Nothing could be more simple.
Which is exactly why it’s so complicated.
After all, what could be more simple than the decision to save a little boy’s life? Especially when the little boy’s mother is standing by crying, helpless to save her toddler without your help?
That’s why the decision to shoot and kill a 400-pound gorilla was so simple when it dragged the little boy through the water of the zoo enclosure for ten minutes and had the power at any instant to snap the child’s spine, or worse. It was a heartbreaking decision, and ultimately hard to live with, but simple nonetheless.
After all, if it had been a 400-pound truck driver, teacher, or disgruntled postal worker dragging a child around like that, what cop wouldn’t have squeezed off a kill shot? And what police force wouldn’t honor the cop by giving him a medal? And what community’s citizens wouldn’t praise the cop for his coolness under stress?
And when interviewed later, what cop wouldn’t explain that the decision was heartbreaking and hard to live with — although in the end it was a simple choice because no other option would do under the circumstances?
Simple.
And yet, because it was a zoo gorilla and not a truck driver, teacher, or postal worker manhandling the child, that simple decision is all the more complicated.
Because our relationships with animals are — to put it simply — complicated.
Some animals we slaughter on sight with traps and poisons sold for the sole purpose of eradicating them from our homes.
Other animals we shackle as beasts of burden to pull plows and break the earth so we can plant crops we like to eat.
Some animals we bring into our homes as beloved family members, giving them names and protecting their welfare with laws that mandate our humane treatment of them.

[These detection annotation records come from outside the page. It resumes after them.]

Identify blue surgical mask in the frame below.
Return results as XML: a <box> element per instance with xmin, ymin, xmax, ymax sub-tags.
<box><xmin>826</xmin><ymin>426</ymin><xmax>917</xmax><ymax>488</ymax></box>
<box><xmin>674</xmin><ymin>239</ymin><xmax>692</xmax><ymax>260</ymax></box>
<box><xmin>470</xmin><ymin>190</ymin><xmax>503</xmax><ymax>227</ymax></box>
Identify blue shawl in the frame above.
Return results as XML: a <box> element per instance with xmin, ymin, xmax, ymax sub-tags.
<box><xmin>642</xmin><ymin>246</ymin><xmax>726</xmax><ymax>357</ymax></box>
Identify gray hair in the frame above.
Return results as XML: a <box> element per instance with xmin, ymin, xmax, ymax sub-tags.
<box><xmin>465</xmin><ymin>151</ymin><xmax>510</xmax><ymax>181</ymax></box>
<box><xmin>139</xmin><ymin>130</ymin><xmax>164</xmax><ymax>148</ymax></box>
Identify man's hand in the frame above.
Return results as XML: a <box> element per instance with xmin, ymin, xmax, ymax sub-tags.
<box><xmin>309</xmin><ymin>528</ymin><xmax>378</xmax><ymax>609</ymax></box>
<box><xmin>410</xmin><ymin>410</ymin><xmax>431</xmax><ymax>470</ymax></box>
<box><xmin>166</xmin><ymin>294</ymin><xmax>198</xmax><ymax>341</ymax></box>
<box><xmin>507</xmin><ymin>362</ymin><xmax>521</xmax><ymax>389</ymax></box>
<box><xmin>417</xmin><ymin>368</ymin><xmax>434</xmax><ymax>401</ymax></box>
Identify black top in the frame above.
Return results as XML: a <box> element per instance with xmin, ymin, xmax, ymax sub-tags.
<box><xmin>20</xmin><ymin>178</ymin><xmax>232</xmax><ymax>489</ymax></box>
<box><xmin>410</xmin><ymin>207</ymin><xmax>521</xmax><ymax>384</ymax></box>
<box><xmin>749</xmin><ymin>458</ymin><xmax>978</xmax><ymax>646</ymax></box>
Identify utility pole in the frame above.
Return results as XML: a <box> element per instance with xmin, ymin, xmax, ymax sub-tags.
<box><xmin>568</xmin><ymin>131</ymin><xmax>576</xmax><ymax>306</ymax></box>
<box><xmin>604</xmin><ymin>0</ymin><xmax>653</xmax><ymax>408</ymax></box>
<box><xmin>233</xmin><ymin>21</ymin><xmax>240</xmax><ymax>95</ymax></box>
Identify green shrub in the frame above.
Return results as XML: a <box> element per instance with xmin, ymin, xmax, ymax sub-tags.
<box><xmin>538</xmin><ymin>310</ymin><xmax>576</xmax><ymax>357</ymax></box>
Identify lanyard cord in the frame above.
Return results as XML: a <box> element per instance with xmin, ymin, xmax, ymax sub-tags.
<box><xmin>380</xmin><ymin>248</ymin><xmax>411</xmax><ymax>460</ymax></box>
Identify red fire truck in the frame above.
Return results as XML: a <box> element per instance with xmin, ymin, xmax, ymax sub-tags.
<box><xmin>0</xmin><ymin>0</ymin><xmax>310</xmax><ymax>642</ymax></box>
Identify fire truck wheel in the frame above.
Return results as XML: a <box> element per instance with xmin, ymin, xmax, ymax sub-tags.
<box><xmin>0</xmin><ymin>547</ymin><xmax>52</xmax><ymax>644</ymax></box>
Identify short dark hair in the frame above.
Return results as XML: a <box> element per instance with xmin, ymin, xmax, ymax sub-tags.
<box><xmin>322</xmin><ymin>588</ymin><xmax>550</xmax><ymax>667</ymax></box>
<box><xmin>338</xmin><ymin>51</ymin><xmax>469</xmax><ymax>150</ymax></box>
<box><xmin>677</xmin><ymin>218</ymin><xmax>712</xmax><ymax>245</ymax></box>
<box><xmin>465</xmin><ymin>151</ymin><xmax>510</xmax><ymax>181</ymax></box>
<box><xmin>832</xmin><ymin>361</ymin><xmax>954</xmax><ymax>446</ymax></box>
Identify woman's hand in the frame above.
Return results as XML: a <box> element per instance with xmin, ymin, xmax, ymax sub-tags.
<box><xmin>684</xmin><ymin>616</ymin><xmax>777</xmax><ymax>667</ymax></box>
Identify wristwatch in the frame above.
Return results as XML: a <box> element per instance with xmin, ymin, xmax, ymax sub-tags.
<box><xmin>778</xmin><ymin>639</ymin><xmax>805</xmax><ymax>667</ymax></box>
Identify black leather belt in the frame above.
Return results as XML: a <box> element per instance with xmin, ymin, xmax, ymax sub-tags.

Other animals we bring into our homes only as burgers, chops, and roasts. We love them most when they are slathered with ketchup or bourguignon sauce.
And who decides which type of animal is which?
Well, it’s complicated — even for carnivores.
In China, dogs are considered delicious — but don’t try bringing that Shanghai recipe to Chicago. T-bone steak? Succulent in New York, but sacrilege in New Delhi. And you don’t have to leave your own country to know that your Thanksgiving plans for the turkey on the table that are nothing like your plans for the parrot in the cage, or the pigeon on the window ledge.
And yet, although it sounds complicated when stated that way, nothing could be simpler than your personal relationship with animals, right? Mention any animal, and you know in a flash how you feel about it.
Cat? Rat? Chicken? Horse?
Loved pet. Loathed vermin. Tasty meal. Transportation.
It’s all so clear-eyed and simple.
But only if you squint past the complexity of it all.
And our relationship with animals doesn’t get any more simple — or complex — than at a zoo, where we express our love for animals by imprisoning them against their will for our entertainment.
Once imprisoned, we treat them as humanely as we know how to do. Under our care, they usually live longer than others of their kind would have lived if we had left them alone in the wild. A great deal of animal research is funded from the admission fees we pay—money that wouldn’t exist without open-to-the-public zoos because as much as we claim to love animals, we don’t unlock our wallets to save them unless we’re also allowed to see them up close in captivity.
We bring our children to see the animals, in hopes that they too will learn to love the beasts and to care for them and want to protect them from extinction. Because zoo lovers are humane.
But they are also human.
So when a human child falls into the clutches of a massively powerful zoo beast, our common humanity makes the decision simple.
Which is why it’s so complicated.
Today, a magnificent endangered lowland gorilla is dead, made all the more tragic because we will never know for sure what was going through its head in the moments before it was shot and killed. For as much as we may learn about how an animal acts by watching it, we will never really know exactly how it thinks.
We define our own species as homo sapiens because of our ability to think, which is why we find it so heartbreaking to take the life of that gorilla without knowing what thoughts motivated its actions.
Still, the highest thought of our thinking species (and of most other species) is to preserve the life of our babies. No other thought comes close in importance, or is as simple to make when faced with the choice.
We feel horrible about the gorilla’s death, and just as it’s in our nature to take action to save a child at all costs, it is also in our nature to feel someone must be held to blame: The parents? The zoo architects? The animal handlers? The guy with the gun? Some would even blame the gorilla for the same reason that others would excuse it from blame — for acting like a gorilla.
All we know for sure is that zoo patrons will miss the enjoyment of gazing at that magnificent animal — a creature that was put into that enclosure (and also put into that encounter with the child) through no choice or fault of its own.
So who is to blame for it all?
The answer — to put it simply — is complicated.